Installing CatBoost

Unfortunately CatBoost isn’t on CRAN, and isn’t structured so that you could install it via remotes::install_github`. You have to visit the GitHub releases page, find the URL for the newest R release for your OS, and install it via:

binary_url <- "https://github.com/catboost/catboost/releases/download/v0.26.1/catboost-R-Darwin-0.26.1.tgz"

remotes::install_url(
  binary_url, 
  INSTALL_opts = c("--no-multiarch", "--no-test-load")
)

While you’re at it consider installing treesnip, which allows you to use CatBoost (and lightgbm) with tidymodels:

remotes::install_github("curso-r/treesnip")

Preliminaries

We’ll be using the Ames housing dataset, available from the AmesHousing package.

library(rsample)
library(catboost)
library(dplyr)
library(purrr)
library(ggplot2)

set.seed(1234)

ames <- AmesHousing::make_ames() %>% 
  janitor::clean_names()
ames_split <- initial_split(ames, strata = "sale_price")
ames_train <- training(ames_split)
ames_test <- testing(ames_split)

The Ames dataset is nice for our purposes as it contains many factor variables:

ames %>% map(class) %>% keep(. == "factor") %>% length()
## [1] 46

Using CatBoost

One thing you should be aware of is that CatBoost prefaces each function it exports with catboost.:

ls("package:catboost") %>% stringr::str_detect("^catboost\\.") %>% all()
## [1] TRUE

To use CatBoost, you’ll have to convert the datasets into a particular format. If you’re familiar with lightgbm, it looks a bit like that.

ames_train_pool <- catboost.load_pool(
    data = ames_train %>% select(-sale_price),
    label = ames_train$sale_price
)

ames_test_pool <- catboost.load_pool(
    data = ames_test %>% select(-sale_price),
    label = ames_test$sale_price
)

You could also give it a CSV file to read, or supply it with row or group weights, etc. The documentation indicates that you should specify categorical variable indices with the argument cat_features, but if you do so you’ll be greeted with the message that it’s unnecessary and that you should convert your categorical features to factors.

Training a model is now pretty easily done:

params <- list(
  loss_function = "RMSE",
  custom_loss = "R2",
  iterations = 500,
  depth = 8,
  learning_rate = 0.08
)

model <- catboost.train(
    learn_pool = ames_train_pool, test_pool = ames_test_pool, params = params
)

See the documentation for catboost.train() for more information on the possible configuration parameters.

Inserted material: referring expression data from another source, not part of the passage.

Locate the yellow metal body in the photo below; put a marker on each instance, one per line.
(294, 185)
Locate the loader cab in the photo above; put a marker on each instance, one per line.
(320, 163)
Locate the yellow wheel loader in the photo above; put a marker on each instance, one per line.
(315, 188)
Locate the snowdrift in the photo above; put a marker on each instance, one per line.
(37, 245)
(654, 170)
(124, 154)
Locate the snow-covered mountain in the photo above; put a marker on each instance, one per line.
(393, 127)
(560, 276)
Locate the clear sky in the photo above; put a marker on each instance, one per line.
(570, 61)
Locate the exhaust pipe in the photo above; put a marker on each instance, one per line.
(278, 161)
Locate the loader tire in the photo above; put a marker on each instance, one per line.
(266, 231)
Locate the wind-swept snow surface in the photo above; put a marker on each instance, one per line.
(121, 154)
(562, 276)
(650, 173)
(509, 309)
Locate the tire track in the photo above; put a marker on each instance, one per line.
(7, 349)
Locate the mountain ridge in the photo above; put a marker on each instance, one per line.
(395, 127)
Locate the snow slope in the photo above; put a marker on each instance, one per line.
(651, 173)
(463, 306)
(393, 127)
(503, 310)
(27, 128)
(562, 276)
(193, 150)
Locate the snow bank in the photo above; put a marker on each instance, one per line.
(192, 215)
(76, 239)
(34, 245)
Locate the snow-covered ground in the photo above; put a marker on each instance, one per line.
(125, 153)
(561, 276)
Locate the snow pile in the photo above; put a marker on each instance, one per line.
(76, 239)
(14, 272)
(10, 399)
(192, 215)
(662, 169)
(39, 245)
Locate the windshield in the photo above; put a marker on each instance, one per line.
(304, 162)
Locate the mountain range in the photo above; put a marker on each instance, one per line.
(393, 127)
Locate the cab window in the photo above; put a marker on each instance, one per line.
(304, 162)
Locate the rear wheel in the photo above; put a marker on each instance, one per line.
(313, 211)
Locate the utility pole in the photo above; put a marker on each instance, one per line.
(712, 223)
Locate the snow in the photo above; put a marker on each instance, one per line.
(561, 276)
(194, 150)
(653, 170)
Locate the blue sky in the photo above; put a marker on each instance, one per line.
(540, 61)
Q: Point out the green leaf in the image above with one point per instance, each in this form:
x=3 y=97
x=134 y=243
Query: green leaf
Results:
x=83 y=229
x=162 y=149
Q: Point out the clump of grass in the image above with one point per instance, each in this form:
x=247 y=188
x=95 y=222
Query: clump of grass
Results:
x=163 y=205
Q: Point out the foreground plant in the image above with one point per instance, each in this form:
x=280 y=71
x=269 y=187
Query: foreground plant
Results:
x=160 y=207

I’ve hidden the output because it’s 2000 lines, but at the end it gives the following message:

bestTest = 23935.587
bestIteration = 492

Shrink model to first 493 iterations.

You can shrink the model with catboost.shrink():

catboost.shrink(model, 493)
## [1] TRUE

You don’t use base R’s predict function for predictions, but rather catboost.predict(), which works on a CatBoost pool object:

test_predictions <- catboost.predict(model, ames_test_pool)

r2 <- cor(ames_test$sale_price, test_predictions)^2
r2
## [1] 0.9076073

Though you can also compute \(R^2\) using the catboost.eval_metrics() function:

catboost.eval_metrics(model, ames_test_pool, "R2") %>%
  as_tibble() %>%
  mutate(row = row_number()) %>%
  ggplot(aes(row, R2)) +
  geom_point() +
  ggtitle("R2 by Iteration")

You can also get feature importance:

feature_importance <- catboost.get_feature_importance(
  model, 
  pool = ames_test_pool, 
  type = "FeatureImportance"
)

tibble(
  column = rownames(feature_importance), 
  importance = feature_importance[,1]
) %>% 
  arrange(desc(importance)) %>%
  head(5) %>%
  knitr::kable()
column importance
gr_liv_area 13.958892
overall_qual 13.848104
exter_qual 10.109577
total_bsmt_sf 8.036430
garage_cars 4.350653

catboost.get_feature_importance() supports other types, such as ShapValues.

Other Useful Functions

You can find the k-fold cross validation error with catboost.cv(), which operates much like catboost.train():

cv_results <- catboost.cv(
    pool = ames_train_pool, 
    params = params,
    fold_count = 3,
    partition_random_seed = 1024
)
cv_results[which.min(cv_results$test.RMSE.mean),] %>% 
  knitr::kable()
test.RMSE.mean test.RMSE.std train.RMSE.mean train.RMSE.std test.R2.mean test.R2.std train.R2.mean train.R2.std
492 25966.94 629.0298 5006.062 184.6111 0.8940723 0.0118855 0.9960802 0.0005536

Another function that might be useful (though we’ll not go over it here) is catboost.caret(), which can be passed as a method to caret::train().